Inspired to take an unconventional break? Here are a few other off-the-beaten path hotels to check out in 2023.


(Photo: Cao Karoso)

This stylish hideaway, located in the unexplored Kodi region of West Sumba, Indonesia, is a 50-minute flight from Bali. Slated for a February 2023 opening, the property’s 47 suites and 20 beachfront villas are a labour of love for first-time hoteliers Fabrice and Evguenia Ivara, who pay respect to local Marapu culture while imbuing the place with a French flair. Family-style cuisine and international collaborations mark the resort’s two restaurants, which are anchored in local produce including Cap Karoso’s own backyard farm, and a zero-waste philosophy. Indonesian design touches echo throughout, from hand-carved wooden headboards in the guestrooms to ikat wall hangings and art pieces in the public spaces. At least 50 per cent of the resort’s energy is drawn from an on-site solar panel while thoughtful landscaping minimises the need for air-conditioning. Expect blissful days swimming, snorkelling and fishing, coloured by creative moments from artists and DJs in residence.

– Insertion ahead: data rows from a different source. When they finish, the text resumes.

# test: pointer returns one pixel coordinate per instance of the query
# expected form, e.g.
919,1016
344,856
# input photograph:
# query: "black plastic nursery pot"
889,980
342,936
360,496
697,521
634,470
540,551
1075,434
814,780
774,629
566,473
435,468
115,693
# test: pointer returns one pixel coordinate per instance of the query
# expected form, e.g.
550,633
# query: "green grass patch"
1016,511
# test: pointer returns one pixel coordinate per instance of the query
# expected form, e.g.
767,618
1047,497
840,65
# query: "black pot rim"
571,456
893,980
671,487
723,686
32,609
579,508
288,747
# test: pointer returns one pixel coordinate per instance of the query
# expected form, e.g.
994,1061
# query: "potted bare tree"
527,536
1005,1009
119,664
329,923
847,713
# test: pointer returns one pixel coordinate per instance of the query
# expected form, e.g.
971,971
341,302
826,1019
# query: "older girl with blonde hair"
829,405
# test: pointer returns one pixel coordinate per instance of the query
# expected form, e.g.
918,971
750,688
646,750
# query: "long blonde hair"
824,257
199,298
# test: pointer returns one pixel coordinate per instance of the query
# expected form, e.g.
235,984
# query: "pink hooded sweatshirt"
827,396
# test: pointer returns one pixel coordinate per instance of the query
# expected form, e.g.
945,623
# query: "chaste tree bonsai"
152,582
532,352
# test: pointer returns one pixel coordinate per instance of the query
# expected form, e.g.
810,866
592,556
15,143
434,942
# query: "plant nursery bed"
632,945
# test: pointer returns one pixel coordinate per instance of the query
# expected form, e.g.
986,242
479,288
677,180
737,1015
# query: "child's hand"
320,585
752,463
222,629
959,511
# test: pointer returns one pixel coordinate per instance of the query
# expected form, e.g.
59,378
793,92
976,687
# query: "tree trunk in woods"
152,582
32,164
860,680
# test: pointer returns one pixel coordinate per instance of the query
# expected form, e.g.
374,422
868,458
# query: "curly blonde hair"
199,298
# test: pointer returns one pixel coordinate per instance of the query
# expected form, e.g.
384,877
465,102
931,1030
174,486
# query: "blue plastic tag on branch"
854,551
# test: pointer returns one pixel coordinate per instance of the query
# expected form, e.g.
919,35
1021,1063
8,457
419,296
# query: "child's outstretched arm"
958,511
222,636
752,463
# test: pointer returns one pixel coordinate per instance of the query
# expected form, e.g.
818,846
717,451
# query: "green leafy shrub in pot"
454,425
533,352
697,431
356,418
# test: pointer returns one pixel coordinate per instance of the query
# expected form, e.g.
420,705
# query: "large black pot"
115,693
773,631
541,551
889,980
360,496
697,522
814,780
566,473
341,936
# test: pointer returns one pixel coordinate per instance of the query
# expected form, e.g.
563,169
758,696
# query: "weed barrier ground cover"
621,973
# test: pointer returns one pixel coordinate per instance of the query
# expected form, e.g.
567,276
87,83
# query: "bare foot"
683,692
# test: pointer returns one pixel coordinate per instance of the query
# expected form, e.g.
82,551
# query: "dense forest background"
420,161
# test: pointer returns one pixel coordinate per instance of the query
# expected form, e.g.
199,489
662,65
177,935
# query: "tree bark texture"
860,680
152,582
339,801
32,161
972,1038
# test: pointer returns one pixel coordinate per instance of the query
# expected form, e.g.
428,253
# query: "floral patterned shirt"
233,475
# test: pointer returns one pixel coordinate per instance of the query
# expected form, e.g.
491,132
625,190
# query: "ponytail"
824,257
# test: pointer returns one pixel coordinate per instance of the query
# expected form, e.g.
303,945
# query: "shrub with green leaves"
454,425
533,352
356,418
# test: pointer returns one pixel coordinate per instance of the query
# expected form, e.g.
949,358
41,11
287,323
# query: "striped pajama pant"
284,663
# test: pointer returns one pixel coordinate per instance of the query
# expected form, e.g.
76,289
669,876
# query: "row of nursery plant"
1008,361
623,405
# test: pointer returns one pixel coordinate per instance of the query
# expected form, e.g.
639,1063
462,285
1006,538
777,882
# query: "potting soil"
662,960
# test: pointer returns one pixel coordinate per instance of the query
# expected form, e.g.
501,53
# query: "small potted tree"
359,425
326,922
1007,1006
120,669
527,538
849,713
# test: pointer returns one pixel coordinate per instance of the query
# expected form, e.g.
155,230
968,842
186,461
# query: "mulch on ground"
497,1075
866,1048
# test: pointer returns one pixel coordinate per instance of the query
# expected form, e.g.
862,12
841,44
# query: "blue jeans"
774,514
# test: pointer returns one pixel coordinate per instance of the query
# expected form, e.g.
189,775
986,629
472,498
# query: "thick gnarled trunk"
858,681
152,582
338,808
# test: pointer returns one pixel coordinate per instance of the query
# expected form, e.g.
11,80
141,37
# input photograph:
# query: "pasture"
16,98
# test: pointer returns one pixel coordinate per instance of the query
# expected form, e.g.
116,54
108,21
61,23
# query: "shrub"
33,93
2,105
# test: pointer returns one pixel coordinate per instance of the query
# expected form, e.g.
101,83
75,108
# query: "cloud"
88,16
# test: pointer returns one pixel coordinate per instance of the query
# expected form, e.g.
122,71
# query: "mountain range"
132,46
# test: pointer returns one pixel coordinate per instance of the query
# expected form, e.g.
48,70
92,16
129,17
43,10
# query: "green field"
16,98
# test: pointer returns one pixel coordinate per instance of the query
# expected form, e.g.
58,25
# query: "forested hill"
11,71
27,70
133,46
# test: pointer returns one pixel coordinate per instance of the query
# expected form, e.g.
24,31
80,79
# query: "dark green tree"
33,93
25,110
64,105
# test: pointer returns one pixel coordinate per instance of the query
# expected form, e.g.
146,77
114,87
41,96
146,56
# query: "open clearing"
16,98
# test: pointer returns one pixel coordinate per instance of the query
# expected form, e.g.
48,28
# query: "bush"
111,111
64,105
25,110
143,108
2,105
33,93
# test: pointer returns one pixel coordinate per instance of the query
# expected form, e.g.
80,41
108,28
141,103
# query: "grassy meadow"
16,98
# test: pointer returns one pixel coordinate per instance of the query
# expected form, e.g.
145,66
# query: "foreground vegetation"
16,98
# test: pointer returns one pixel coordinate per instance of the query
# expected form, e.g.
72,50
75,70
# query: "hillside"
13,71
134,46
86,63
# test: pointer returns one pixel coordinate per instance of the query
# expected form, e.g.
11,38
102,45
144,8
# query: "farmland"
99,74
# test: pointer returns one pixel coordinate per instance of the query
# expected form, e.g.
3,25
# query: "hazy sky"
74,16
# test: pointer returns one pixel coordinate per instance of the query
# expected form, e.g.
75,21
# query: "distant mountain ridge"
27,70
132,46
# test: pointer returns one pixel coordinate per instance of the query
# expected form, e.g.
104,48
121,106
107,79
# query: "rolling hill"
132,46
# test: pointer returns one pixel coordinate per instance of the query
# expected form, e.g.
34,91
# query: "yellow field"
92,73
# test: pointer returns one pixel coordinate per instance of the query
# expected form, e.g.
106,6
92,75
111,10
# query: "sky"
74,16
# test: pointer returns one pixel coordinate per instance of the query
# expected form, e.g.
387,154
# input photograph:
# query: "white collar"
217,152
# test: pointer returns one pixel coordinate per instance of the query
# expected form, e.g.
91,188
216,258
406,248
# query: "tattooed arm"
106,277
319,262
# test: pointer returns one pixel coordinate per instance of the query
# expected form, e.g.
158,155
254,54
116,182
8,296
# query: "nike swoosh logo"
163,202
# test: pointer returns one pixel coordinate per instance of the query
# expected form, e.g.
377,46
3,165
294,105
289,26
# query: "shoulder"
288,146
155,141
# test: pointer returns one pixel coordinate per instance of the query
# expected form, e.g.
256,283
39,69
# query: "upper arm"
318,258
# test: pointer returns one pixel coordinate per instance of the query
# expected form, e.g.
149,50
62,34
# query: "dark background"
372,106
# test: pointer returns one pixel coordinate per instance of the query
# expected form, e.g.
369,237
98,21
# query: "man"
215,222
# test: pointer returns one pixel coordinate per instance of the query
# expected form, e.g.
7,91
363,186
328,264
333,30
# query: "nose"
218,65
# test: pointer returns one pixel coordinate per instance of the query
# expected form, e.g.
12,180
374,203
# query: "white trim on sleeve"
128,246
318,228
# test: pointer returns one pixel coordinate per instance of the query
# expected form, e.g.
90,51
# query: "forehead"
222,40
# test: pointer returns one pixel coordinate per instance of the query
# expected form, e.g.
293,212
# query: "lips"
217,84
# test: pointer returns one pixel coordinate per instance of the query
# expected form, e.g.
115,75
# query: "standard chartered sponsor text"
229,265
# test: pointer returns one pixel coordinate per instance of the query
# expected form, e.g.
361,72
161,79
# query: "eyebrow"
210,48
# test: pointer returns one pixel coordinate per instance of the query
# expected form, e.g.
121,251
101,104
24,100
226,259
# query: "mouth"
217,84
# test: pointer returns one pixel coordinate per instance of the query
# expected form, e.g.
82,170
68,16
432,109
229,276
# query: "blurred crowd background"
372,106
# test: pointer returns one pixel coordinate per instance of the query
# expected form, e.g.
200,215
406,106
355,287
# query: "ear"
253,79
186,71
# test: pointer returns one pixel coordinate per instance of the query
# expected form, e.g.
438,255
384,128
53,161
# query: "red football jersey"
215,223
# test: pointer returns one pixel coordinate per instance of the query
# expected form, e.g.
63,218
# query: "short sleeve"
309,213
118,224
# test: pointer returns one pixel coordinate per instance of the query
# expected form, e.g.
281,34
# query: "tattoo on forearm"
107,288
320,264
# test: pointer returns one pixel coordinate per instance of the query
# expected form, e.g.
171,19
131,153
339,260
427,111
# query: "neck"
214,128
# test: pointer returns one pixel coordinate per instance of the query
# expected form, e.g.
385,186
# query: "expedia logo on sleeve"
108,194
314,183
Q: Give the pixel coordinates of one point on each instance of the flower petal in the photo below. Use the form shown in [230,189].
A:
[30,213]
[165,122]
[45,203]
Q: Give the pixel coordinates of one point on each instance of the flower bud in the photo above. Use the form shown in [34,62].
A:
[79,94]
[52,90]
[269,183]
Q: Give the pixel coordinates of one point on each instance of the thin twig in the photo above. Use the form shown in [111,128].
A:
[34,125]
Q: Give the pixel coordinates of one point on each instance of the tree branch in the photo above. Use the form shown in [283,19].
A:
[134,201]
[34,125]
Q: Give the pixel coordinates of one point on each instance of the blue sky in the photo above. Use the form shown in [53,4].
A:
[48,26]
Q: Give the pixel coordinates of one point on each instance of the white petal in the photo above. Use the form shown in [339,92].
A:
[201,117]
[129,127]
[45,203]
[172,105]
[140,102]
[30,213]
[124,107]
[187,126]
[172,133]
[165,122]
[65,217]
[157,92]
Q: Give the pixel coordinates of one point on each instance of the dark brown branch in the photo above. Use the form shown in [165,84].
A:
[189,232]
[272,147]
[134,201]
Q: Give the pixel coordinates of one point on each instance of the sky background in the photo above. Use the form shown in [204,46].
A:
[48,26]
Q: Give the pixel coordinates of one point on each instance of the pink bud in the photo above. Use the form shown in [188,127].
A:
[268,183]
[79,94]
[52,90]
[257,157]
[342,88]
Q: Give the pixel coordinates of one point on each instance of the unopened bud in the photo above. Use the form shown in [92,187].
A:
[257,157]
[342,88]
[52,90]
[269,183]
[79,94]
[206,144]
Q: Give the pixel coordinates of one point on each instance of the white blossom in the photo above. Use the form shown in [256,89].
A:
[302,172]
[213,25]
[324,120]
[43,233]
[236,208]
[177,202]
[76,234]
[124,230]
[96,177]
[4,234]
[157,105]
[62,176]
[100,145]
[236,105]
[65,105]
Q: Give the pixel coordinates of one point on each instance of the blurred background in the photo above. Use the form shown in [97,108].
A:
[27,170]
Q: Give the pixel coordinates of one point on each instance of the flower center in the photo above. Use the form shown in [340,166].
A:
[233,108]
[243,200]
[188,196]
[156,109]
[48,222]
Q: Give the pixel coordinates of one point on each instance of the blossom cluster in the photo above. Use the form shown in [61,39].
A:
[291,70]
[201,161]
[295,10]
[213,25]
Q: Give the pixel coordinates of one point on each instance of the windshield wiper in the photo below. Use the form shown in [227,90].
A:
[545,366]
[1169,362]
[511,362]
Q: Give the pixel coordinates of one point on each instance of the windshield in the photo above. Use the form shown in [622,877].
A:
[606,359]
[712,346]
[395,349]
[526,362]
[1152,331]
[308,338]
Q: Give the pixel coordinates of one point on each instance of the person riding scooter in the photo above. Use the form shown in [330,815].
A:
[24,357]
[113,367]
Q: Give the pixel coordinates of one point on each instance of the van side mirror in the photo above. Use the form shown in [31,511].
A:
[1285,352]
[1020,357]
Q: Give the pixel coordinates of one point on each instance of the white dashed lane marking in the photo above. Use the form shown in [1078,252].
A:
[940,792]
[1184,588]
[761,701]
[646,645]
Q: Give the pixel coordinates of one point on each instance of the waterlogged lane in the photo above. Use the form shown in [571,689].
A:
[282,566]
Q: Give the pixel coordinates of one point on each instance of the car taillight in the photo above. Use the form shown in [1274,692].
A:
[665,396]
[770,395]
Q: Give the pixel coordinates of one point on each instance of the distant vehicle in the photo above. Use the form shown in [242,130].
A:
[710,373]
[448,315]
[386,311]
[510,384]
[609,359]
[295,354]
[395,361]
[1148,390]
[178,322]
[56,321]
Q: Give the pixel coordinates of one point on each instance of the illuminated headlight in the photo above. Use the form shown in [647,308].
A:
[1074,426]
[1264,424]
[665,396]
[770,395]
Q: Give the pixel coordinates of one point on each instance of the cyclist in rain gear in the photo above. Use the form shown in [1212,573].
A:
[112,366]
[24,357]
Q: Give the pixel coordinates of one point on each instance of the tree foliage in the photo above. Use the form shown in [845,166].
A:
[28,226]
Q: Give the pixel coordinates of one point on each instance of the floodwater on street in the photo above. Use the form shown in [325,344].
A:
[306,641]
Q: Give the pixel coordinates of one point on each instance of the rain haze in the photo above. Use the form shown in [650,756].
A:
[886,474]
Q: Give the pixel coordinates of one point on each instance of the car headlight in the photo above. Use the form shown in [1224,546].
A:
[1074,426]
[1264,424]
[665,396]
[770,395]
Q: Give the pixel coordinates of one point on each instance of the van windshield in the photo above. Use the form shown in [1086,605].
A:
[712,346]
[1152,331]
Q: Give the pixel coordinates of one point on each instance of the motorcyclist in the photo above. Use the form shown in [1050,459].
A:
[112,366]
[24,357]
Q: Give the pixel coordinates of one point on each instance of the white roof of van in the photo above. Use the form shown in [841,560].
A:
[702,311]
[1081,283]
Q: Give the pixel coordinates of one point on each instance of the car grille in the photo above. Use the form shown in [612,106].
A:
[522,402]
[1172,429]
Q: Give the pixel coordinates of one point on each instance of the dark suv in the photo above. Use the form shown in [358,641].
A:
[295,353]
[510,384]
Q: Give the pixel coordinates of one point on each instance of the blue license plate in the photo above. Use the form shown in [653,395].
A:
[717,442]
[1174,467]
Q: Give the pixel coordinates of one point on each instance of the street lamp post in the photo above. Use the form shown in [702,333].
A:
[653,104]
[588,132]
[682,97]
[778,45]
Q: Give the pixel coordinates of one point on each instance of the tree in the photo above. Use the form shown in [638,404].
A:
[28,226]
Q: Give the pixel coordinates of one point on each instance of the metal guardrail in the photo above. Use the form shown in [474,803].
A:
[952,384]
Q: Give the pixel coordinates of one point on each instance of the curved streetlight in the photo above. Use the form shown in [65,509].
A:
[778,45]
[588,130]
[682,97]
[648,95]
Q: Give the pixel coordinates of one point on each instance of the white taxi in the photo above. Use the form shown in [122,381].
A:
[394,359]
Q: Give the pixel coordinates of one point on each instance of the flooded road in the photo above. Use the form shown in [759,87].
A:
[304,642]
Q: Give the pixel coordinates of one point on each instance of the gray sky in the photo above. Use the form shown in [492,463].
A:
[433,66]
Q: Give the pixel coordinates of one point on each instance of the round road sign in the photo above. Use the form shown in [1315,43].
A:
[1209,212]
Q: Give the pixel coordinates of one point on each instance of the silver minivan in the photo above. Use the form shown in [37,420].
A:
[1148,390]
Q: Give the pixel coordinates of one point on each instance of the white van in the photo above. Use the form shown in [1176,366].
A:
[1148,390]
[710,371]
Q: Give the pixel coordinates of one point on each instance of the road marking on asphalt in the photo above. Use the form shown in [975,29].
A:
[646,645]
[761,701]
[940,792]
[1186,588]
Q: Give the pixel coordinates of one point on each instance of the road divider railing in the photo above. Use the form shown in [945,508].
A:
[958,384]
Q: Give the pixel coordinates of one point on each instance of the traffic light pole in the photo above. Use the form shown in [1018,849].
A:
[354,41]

(Photo: Intercontinental Khao Yai)

Take a dose of history, add a bit of American architect Bill Bensley’s crazy, and you get a hotel that dazzles in design and positive community impact. In this case, it’s 45 guest rooms in the main building and 19 suites and villas — each with a balcony, terrace or private plunge pool — in upcycled train carriages that were sourced from across the country, tree roots included. But it is not just a superficial tribute of railway memorabilia and bespoke Jim Thompson Thai silks in the interiors. The resort presents farm-to-table and refined French dining, uses organic products and endemic ingredients such as plai root in the spa, and invites guests to explore the surrounding Pak Chong district and UNESCO-listed Khao Yai National Park. With 19 hectares and five lakes, there is much nature to explore. Intercontinental Khao Yai is a two-and-a-half hour drive northeast from Bangkok.


(Photo: Shinta Mani Hotels collection)

Opening in March 2023, this latest addition in the Himalayas is part of renowned architect Bill Bensley’s Shinta Mani Hotels collection. Its location in Jomsom, Nepal, surrounded by monasteries and majestic snow-capped mountains, makes it a trekking haven at 8,900 feet above sea level that gives a rich insight into the region’s Buddhist culture. With a minimum five-night stay that includes all food and beverages, private guided activities and excursions, transfers between Kathmandu and Jomsom and unlimited spa treatments, you can truly soak up the destination’s magic. Each of the 29 open-plan suites is designed in the style of a traditional Tibetan home with floor-to-ceiling views of Mount Nilgiri. Expect modern Nepalese cuisine and cocktails based on the traditional Tibetan ara liquor, and a Tibetan wellness centre boasting stunning mountain views. The lodge will also work with the Pasang Lhamu Foundation in the areas of education, vocational training and health.